Стражник шагнул вперед, приблизившись к узнику. Факел, словно издеваясь, высвечивал то перевитое мышцами плечо, то упругие ягодицы. Во рту пересохло, и перестало хватать воздуха. Я уставилась в стену прямо перед собой – но она тонула во мраке, и взгляд сам собой устремился вниз.

Стражник подошел ближе, осветив темного целиком. Отчаянно стыдясь саму себя, я уставилась на него и снова едва не вскрикнула. На спине живого места не было – вспоротая кнутом кожа чередовалась с ожогами.

«Он некромант, – напомнила я себе. – Возможно, он это заслужил».

Только дышать стало еще труднее – и сейчас вовсе не потому, что я впервые видела нагого мужчину.

– Прикройся, паскудник, – гаркнул стражник.

Узник поднял голову, длинные черные волосы упали на лицо.

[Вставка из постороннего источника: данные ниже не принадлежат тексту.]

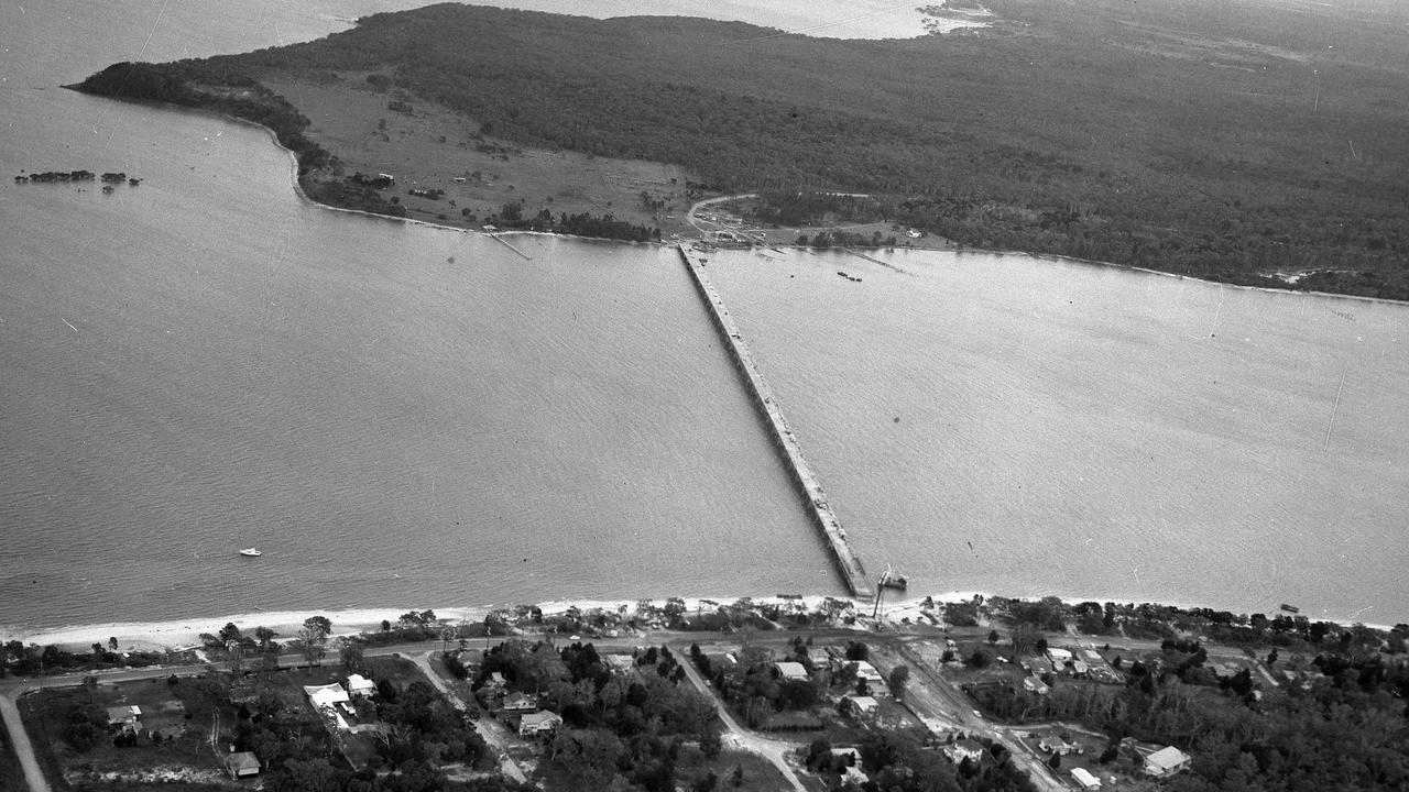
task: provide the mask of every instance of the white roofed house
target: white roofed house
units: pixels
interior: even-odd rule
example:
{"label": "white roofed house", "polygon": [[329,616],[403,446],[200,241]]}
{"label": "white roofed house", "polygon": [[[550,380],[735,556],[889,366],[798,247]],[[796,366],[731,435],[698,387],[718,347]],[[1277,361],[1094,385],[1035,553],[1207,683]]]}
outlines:
{"label": "white roofed house", "polygon": [[803,667],[803,664],[800,662],[775,662],[774,674],[785,682],[792,682],[792,681],[806,682],[807,679],[810,679],[807,676],[807,668]]}
{"label": "white roofed house", "polygon": [[303,692],[307,693],[309,702],[313,703],[314,709],[334,709],[351,700],[342,685],[337,683],[304,685]]}
{"label": "white roofed house", "polygon": [[376,695],[376,685],[371,679],[362,676],[361,674],[352,674],[348,676],[348,696],[352,698],[372,698]]}
{"label": "white roofed house", "polygon": [[520,737],[537,737],[540,734],[551,734],[562,726],[562,717],[555,712],[534,712],[519,719],[519,736]]}
{"label": "white roofed house", "polygon": [[837,709],[841,710],[841,714],[857,720],[868,720],[876,716],[881,705],[871,696],[841,696],[841,703]]}
{"label": "white roofed house", "polygon": [[249,778],[252,775],[259,775],[259,757],[254,755],[251,751],[240,751],[235,754],[225,754],[225,772],[230,778]]}
{"label": "white roofed house", "polygon": [[1188,769],[1193,758],[1174,745],[1160,748],[1146,757],[1144,772],[1154,778],[1169,778],[1181,769]]}
{"label": "white roofed house", "polygon": [[137,722],[141,719],[142,710],[138,706],[107,707],[108,729],[137,729]]}
{"label": "white roofed house", "polygon": [[1100,779],[1084,767],[1071,768],[1071,776],[1082,789],[1100,789]]}
{"label": "white roofed house", "polygon": [[968,760],[971,762],[982,761],[983,744],[979,743],[978,740],[964,738],[954,743],[952,745],[944,745],[944,755],[950,757],[950,761],[954,764],[960,764],[964,760]]}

– Зачем? – голос был хриплым, точно карканье ворона. – Вы так старательно меня раздевали!

– Прикройся, – повторил стражник.

Он подобрал с пола и швырнул в черного ком тряпья. Тот вздрогнул, когда ткань упала на обнаженную спину, по телу пробежала судорога, но только неровный вздох выдал, что ему больно.

Сквозь гриву спутанных волос блеснули глаза.

– Неужели пресветлую сестру так смущает мой голый зад?

Я хватанула ртом воздух, судорожно подыскивая подходящий ответ.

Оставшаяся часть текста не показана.